P. coronavirus was collected near a stream in the Bjeshkët e Nemuna National Park in Kosovo by a team of scientists led by Professor Halil Ibrahimi of the University of Prishtina. After molecular and morphological analyses, it was described as a caddisfly species new to science. Its name will be an eternal memory of an extremely difficult period.

In a broader sense, the researchers also wish to bring attention to “another silent pandemic occurring on freshwater organisms in Kosovo’s rivers,” caused by the pollution and degradation of freshwater habitats, as well as the activity increasing in recent years of mismanaged hydropower plants. Particularly, the river basin of the Lumbardhi i Deçanit River, where the new species was discovered, has turned into a ‘battlefield’ for scientists and civil society on one side and the management of the hydropower plant operating on this river on the other.

P. coronavirus is part of the small insect order of Trichoptera, which is very sensitive to water pollution and habitat deterioration. The authors of the species argue that it is a small-scale endemic taxon, very sensitive to the ongoing activities in Lumbardhi i Deçanit river, and failure to understand this may drive it, along with many other species, towards extinction.

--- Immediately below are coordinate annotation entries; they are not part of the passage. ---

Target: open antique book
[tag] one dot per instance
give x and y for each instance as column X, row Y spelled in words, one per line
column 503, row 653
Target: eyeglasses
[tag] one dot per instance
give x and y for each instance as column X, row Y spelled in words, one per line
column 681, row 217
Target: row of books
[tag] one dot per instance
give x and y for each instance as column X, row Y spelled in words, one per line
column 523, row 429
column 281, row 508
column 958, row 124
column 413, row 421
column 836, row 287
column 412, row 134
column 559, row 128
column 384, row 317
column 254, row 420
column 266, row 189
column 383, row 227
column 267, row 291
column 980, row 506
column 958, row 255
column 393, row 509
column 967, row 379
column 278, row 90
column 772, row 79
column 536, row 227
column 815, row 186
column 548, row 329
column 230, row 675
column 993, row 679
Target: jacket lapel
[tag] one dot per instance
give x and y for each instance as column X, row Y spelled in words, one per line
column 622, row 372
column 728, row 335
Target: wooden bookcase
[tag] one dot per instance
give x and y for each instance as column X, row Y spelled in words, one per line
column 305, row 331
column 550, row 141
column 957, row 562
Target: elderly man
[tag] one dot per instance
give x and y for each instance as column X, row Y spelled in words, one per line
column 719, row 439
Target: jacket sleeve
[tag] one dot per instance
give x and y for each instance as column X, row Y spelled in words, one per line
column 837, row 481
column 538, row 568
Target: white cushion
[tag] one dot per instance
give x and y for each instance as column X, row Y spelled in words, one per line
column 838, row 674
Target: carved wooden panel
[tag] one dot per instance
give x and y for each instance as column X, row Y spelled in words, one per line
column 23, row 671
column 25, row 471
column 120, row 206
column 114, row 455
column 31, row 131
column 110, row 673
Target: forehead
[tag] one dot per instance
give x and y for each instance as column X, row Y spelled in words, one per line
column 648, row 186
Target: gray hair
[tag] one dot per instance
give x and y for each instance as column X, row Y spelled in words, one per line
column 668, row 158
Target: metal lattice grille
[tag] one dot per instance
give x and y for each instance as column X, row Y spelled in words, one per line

Published in: Biodiversity Data Journal

2. The cutest peacock spider ever

If you think spiders can’t be cute, you’ve probably never seen a peacock spider. They have big forward-facing eyes, and their males perform fun courtship dances.

Citizen scientist Sheryl Holliday was the first to spot this vibrant spider while walking in Mount Gambier, Australia, and she posted her find on Facebook. It was later described as a new species by arachnologist Joseph Schubert of Museums Victoria.

Coloured bright orange, it was called Maratus Nemo, after the popular Disney character.

‘It has a really vibrant orange face with white stripes on it, which kind of looks like a clown fish, so I thought Nemo would be a really suitable name for it,’ Joseph Schubert says.

Maratus Nemo is probably the first influencer arachnid – his curious story, bright colours and fun name practically made him an internet star overnight.

Published in: Evolutionary Systematics

1. The tiny ant that challenges gender stereotypes

Found in Ecuador’s evergreen tropical forests, this miniature trap jaw ant bears the curious Latin name Strumigenys ayersthey. Unlike most species named in honour of people, whose names end with -ae (after females) and –i (after males), S. ayersthey might be the only species in the world to have a scientific name with the suffix –they.

“In contrast to the traditional naming practices that identify individuals as one of two distinct genders, we have chosen a non-Latinized portmanteau honoring the artist Jeremy Ayers and representing people that do not identify with conventional binary gender assignments, Strumigenys ayersthey,” authors Philipp Hoenle of the Technical University of
Darmstadt
and Douglas Booher of Yale University state in their paper.

Strumigenys ayersthey sp. nov. is thus inclusively named in honor of Jeremy Ayers for the multitude of humans among the spectrum of gender who have been unrepresented under traditional naming practices.”

Curiously, it was no other than lead singer and lyricist of the American alternative rock band R.E.M. Michael Stipe that joined Booher in writing the etymology section for the research article, where they explain the origin of the species name and honor their mutual friend, activist and artist Jeremy Ayers.

This ant can be distinguished by its predominantly smooth and shining cuticle surface and long trap-jaw mandibles, which make it unique among nearly a thousand species of its genus.

“Such a beautiful and rare animal was just the species to celebrate both biological and human diversity,” Douglas Booher said.